The materials available for injection molding include plastics and metals as well as hybrid materials and additives and fillers. The range of materials can be overwhelming, so it is often best to work with your injection molding provider.
Begin by defining the core characteristics needed for a part.
Plastics consist of groups of polymer chains. And each chain composition is different between different types of plastics, resulting in a range of properties available among this type of material. Be aware that while two plastics can look the same, they can deliver major differences in performance.
Plastics fall into two categories: Thermoset and thermoplastic.

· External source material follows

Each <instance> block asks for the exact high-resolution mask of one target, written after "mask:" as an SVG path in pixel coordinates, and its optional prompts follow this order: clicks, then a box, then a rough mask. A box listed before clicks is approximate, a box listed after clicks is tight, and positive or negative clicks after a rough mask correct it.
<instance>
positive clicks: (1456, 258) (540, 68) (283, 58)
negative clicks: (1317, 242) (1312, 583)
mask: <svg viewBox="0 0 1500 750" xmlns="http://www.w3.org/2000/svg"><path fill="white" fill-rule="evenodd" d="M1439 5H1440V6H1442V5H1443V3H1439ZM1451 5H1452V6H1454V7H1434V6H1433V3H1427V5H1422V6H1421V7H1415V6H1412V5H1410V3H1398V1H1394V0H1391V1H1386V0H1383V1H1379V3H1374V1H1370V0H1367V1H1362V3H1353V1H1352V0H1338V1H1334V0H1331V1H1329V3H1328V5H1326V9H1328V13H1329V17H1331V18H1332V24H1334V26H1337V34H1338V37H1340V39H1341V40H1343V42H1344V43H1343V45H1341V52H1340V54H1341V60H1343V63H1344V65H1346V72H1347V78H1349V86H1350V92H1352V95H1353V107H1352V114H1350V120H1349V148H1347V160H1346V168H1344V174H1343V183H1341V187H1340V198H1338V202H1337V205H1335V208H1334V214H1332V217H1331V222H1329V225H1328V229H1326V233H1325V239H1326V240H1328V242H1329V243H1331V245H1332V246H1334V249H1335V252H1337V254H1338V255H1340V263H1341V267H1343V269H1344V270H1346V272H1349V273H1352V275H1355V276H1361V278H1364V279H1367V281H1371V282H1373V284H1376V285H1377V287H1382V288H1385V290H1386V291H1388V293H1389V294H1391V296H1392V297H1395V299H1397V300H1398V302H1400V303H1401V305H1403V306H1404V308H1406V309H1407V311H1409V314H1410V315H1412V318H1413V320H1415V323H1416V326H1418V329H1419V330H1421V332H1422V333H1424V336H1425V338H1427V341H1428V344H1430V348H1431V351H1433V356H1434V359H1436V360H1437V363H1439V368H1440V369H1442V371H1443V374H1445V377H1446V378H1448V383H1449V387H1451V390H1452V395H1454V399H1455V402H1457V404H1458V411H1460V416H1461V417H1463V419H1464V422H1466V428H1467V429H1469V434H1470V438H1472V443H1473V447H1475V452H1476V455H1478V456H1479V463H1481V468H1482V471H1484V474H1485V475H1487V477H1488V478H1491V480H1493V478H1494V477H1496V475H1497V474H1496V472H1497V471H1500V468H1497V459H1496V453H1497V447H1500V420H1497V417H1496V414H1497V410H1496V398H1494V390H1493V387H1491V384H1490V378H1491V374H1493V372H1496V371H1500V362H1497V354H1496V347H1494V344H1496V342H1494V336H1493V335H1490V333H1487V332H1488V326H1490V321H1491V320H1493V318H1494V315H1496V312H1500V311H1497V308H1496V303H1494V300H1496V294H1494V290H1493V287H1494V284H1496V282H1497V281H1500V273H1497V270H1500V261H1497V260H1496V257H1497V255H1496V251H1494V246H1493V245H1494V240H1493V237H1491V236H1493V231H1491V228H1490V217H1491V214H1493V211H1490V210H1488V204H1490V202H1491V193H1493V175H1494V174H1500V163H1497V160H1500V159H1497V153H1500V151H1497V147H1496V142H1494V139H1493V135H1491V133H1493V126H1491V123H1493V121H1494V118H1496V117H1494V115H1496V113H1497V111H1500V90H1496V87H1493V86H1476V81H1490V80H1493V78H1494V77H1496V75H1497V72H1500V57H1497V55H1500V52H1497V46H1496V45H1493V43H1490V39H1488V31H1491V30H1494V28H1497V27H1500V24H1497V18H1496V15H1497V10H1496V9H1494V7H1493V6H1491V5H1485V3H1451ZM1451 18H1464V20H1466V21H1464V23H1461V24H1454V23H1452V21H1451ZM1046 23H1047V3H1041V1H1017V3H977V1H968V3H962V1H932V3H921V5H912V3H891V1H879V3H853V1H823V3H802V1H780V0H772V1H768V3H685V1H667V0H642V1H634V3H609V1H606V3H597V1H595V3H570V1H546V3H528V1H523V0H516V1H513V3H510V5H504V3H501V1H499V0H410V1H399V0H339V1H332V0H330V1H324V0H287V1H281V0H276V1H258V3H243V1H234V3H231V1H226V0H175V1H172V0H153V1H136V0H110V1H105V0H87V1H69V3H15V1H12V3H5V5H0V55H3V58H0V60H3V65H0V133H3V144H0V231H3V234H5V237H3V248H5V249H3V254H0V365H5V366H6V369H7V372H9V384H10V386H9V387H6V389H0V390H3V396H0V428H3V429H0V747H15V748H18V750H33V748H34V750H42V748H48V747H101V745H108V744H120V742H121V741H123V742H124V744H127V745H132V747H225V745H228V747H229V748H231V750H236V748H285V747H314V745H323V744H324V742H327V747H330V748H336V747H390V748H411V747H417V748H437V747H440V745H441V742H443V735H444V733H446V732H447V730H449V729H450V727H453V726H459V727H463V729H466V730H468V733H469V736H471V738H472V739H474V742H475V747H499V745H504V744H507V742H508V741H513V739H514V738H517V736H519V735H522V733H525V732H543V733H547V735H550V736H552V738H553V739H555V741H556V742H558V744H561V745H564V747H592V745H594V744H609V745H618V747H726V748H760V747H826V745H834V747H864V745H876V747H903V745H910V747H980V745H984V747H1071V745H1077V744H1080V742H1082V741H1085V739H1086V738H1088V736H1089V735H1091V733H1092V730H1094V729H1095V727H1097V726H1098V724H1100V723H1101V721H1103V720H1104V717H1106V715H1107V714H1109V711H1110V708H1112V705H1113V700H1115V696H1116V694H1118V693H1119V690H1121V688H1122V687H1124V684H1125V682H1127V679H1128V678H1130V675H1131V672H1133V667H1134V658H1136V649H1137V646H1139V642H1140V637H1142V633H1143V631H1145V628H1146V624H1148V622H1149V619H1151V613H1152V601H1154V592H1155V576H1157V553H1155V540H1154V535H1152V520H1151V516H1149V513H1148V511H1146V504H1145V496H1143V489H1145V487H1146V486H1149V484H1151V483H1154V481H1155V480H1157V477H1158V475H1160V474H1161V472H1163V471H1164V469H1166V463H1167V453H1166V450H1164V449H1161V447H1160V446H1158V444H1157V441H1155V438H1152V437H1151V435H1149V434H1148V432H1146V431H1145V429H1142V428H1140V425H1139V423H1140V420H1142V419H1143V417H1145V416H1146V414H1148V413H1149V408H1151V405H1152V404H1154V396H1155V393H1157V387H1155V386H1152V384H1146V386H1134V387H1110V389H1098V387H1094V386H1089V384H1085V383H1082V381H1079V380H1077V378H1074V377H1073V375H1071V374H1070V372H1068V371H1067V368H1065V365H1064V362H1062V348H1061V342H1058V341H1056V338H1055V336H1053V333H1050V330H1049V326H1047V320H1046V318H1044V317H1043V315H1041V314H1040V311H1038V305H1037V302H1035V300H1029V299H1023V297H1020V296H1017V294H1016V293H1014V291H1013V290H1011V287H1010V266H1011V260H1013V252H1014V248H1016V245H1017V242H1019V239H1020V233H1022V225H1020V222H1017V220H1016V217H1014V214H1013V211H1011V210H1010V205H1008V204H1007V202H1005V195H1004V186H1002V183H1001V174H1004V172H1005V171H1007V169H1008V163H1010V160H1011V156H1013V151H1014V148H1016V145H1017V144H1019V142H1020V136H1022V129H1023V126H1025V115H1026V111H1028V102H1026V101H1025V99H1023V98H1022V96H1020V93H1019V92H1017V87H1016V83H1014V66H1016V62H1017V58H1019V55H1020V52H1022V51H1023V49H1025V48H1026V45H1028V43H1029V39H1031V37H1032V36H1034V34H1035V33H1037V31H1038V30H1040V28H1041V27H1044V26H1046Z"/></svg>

Thermoset basically means that once the plastic has gone through a chemical reaction, it is not reversible. Thus, these plastics cannot be reground and repurposed. The chemical reaction creates a strong bond among the polymer chains. The benefits of thermoset plastics are their high strength and suitability for high temperature applications. Thermoset plastics include epoxy, phenolic, polyurethane, and silicone.
Thermoplastic means that the chemical change that this material undergoes is reversible. Thus, these materials can be repurposed.
This material comes in two varieties—semi-crystalline and amorphous. One advantage of this type of plastic is that heat softens the pellets and makes it easy to use in injection molding.
Semi-crystalline materials are a hybrid of amorphous and crystalline structure, so they have random sections of crystalline structures. Suitable products made from this plastic include bearing surfaces and living hinges. They offer good chemical resistance, but they can shrink and warp more than amorphous plastics. Semi-crystalline plastics include acetal, HDPE, LDPE, nylon, PBT, PET, and polypropylene.
The polymer chains in amorphous plastics are random and entangled. This chain arrangement delivers strength so they are often well suited for structural applications. However, they can be susceptible to stress fractions. Amorphous plastics include ABS, acrylic, polycarbonate, and PVC.
Many of these materials can be altered for specific characteristics through the use of additives and fillers. Additives can alter the color, for example. Or, they can protect a part from UV radiation, or improve lubrication, deal with static, or deliver antimicrobial properties.
Engineered materials often consist of fillers, such as carbon fiber, and made for specific applications. One example is to add fiberglass to polycarbonate to enhance strength.